Two National Championships built on basics

Two National Championships built on basics

EUGENE, Ore. – The University of Oregon’s Acrobatics and Tumbling team won its second consecutive National Championship in April, but to get to this point the team used basic skills as the building blocks of its program to establish confidence in all of its athletes. 

Each season begins with Head Coach Felecia Mulkey preaching to her team the importance of mastering the basic technical skills. From the get-go Mulkey has her team doing drills of basic maneuvers, because it is this repetition that reinforces them.

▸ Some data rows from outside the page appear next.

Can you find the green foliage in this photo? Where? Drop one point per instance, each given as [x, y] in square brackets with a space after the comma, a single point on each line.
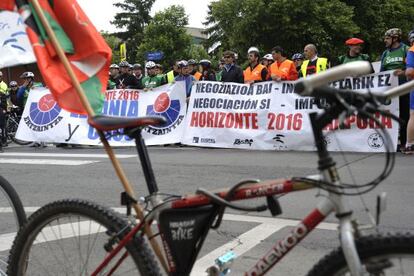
[166, 32]
[113, 43]
[292, 24]
[133, 19]
[239, 24]
[198, 52]
[374, 17]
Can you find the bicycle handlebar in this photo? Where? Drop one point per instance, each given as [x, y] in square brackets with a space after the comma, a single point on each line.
[399, 90]
[306, 86]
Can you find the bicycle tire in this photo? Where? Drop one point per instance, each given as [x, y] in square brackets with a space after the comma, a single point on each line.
[27, 243]
[12, 200]
[375, 252]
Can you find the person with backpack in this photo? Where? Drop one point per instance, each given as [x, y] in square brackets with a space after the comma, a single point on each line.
[393, 58]
[355, 51]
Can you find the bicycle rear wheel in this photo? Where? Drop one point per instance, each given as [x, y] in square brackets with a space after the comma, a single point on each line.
[391, 254]
[72, 237]
[12, 216]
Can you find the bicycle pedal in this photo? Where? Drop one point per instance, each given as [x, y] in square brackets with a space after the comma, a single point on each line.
[223, 264]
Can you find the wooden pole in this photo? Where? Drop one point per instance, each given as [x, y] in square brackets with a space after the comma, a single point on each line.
[115, 163]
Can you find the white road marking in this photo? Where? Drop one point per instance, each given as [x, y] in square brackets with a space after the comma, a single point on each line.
[46, 162]
[65, 155]
[249, 239]
[56, 232]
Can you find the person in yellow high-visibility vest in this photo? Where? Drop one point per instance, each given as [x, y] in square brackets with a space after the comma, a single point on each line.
[313, 64]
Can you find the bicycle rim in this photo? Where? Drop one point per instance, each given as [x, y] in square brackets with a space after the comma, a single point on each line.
[12, 126]
[71, 242]
[12, 217]
[383, 265]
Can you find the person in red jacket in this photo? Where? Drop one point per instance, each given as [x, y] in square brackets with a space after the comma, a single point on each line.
[282, 68]
[255, 72]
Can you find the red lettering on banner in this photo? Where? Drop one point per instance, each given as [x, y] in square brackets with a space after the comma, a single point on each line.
[224, 120]
[361, 123]
[194, 119]
[281, 121]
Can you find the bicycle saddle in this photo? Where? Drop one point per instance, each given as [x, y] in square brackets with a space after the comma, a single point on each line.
[106, 123]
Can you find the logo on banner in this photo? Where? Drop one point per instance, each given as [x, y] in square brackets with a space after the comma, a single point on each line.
[375, 141]
[280, 143]
[44, 114]
[169, 109]
[243, 142]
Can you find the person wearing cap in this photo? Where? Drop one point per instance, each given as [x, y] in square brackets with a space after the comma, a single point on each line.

“You have to have the fundamental skills, and have to be able to do them technically sound, so that you can build on those,” said Mulkey. “All of the things you see us do now are based on those fundamental skills.”  

“The first skill that everyone learns as either a gymnast or a competitive cheerleader is a handstand,” mentioned student athlete McKenzie Wilcox. “Through every skill that you do, you do a handstand.”

In nearly every whirl, twirl or flip that the acrobatics and tumbling team does in its routine, the athletes perform a handstand, which is why the perfection of this skill is crucial.  

Dr. Andrew Karduna, of the University’s Orthopaedic Biomechanics Laboratory, explains the science behind the handstand each gymnast performs.

“When you’re doing a handstand you need to be able to lock out your elbow,” said Dr. Karduna, “and that is actually going to make it easier to do the task, because it’s going to take less muscle contraction.”

It is important for acrobatic and tumbling athletes to do this to conserve their strength in competition.

“Though we have won two National Championships, it still doesn’t get any easier,” Wilcox said. “We still have to work from the basics.”